If an agent changes something in a business system, the company should be able to explain exactly why.

A weak log says:

The agent updated the CRM.

A useful log says:

User X asked for Y. The agent planned Z. Tool A was selected. Policy B allowed the action. Human C approved it. Field D was updated.

That is the level of visibility enterprise systems need.

9. Contain failure with sandboxing.

Agents should operate inside bounded environments.

Sandboxing may include:

room-level boundaries
project-level boundaries
tool-level boundaries
data-level boundaries
rate limits
execution timeouts
restricted network access
temporary credentials
limited write scopes

The goal is not to prevent every possible failure.

The goal is to limit the blast radius.

If the agent fails, how far can the failure spread?

That is the question.

A good architecture makes the answer small.

An agent assigned to one project should not casually reach into another project.

An agent working with one customer should not expose another customer.

An agent handling internal drafts should not suddenly send external messages.

The failure boundary should be designed before the failure happens.

10. Build a kill switch.

A production agent needs a stop mechanism.

Not a Slack message to engineering.

Not a vendor support ticket.

A real operational kill switch.

The system should be able to:

disable an agent
revoke a tool
pause write actions
block a workflow
isolate a room or project
disable external execution
freeze high-risk automations

If the company cannot stop the agent quickly, the agent should not have broad tool access.

Autonomy without shutdown control is not production-ready.

This sounds basic, but it is often missing in early agent deployments.

Teams think about what the agent can do.

They do not think enough about how to stop it when it does the wrong thing.

That is a serious architecture gap.

Final thought

Tool access is where AI agents become serious.

It is also where casual architecture becomes dangerous.

The agent should not be trusted simply because it follows instructions most of the time.

The system needs structure:

capability registry
execution broker
scoped tool calls
approval gates
sandboxing
audit logs
kill switch

This is the difference between an AI demo and an AI system.

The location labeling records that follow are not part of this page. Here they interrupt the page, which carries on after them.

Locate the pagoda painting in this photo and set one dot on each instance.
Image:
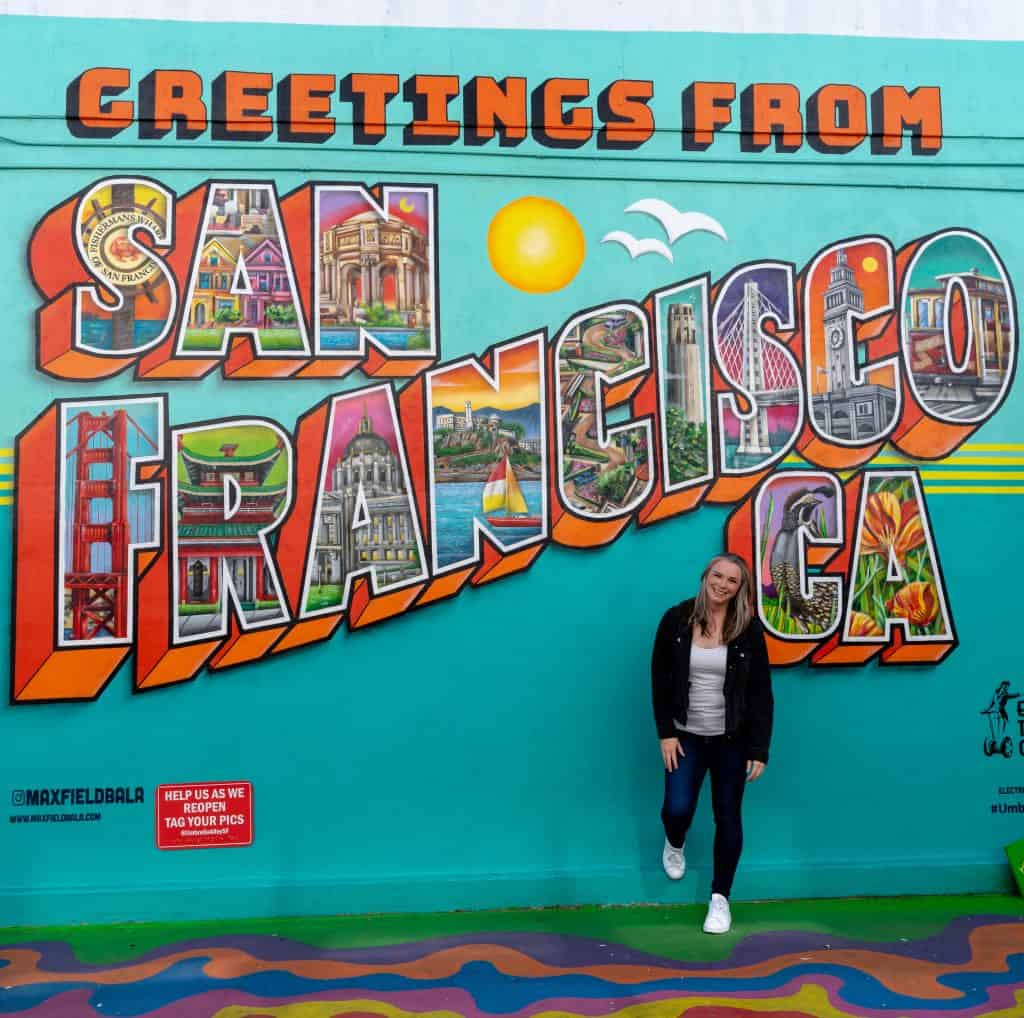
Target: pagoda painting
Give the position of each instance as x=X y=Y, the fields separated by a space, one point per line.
x=231 y=490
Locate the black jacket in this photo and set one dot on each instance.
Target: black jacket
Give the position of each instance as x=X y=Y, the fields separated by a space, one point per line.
x=749 y=702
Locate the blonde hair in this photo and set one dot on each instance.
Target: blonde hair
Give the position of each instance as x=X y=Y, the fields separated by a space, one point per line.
x=740 y=608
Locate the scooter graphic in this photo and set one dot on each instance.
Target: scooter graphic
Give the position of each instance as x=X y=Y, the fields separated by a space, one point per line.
x=998 y=740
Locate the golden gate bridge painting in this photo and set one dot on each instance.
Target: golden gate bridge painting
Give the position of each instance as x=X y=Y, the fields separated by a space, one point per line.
x=103 y=514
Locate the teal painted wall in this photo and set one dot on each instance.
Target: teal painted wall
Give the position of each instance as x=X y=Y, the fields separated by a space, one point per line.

A demo shows what the agent can do.

Security architecture defines what the agent is allowed to do.

Enterprise AI needs the second one before it can safely trust the first.

Top comments (1)

Kaspar von Grünberg • Jun 15

The execution broker pattern here is exactly what we call the Execution + Capability layers inside Agent Infrastructure. The insight is right: the agent reasons, the platform enforces. Where I'd push further is that the capability registry, the identity checks, the approval gates, the audit trail — these are not per-agent engineering problems. They're platform concerns. Every agent your org builds needs the same substrate underneath.

The moment you have multiple teams shipping agents (CRM, billing, ticketing, all of the above), you're not building agents anymore, you're building a platform.